ABSTRACT

This paper will examine current welfare challenges to cattle in contemporary India. Religious attitudes toward cattle will first be discussed in an historical context, examining anxieties about the use, suffering and death in ancient Hindu texts. Beliefs about ahimsa and karma contribute to high caste Hindu’s avoidance of beef, but these attitudes may have also coincided with practical use of cattle as important objects of utility. Cattle are often considered more valuable alive—as beasts of burden and creatures that supply milk, manure and urine, from many products are made—than killed for meat. None-the-less, religious attitudes about the metaphysical relationship Hindus have with cattle inform current laws banning slaughter of cattle throughout much of India. Even though many regard cattle as sacred, there are significant welfare issues faced by cattle living autonomous lives. Street cattle often forage on trash and ingest plastic bags, suffer from diseases and parasites, and sometimes are hit by vehicles.

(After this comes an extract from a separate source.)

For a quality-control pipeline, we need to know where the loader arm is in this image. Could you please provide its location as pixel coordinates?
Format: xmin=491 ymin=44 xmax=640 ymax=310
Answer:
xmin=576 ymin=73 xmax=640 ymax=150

Cross-bred cattle (bred to produce higher volumes of milk than native cattle) may have increased the population of stray cattle in India, as they are generally of less utility on farms than native cattle and set free once they no longer produce milk. Even with anti-slaughter laws in place there is a growing underground slaughter industry where reports of extremely brutal slaughter practices in unregulated abattoirs occur. While anti-slaughter laws are put in place in the spirit of cattle protection, the case can be made that these laws provide cattle rights, while not necessarily ensuring justice. Though these laws give the illusion that cattle are protected as sacred animals in India, the reality of their welfare is far more complicated. Finally, efforts for cattle protection by Jain and Hare Krishna groups give some solutions for bridging the divide between rights and justice for cattle.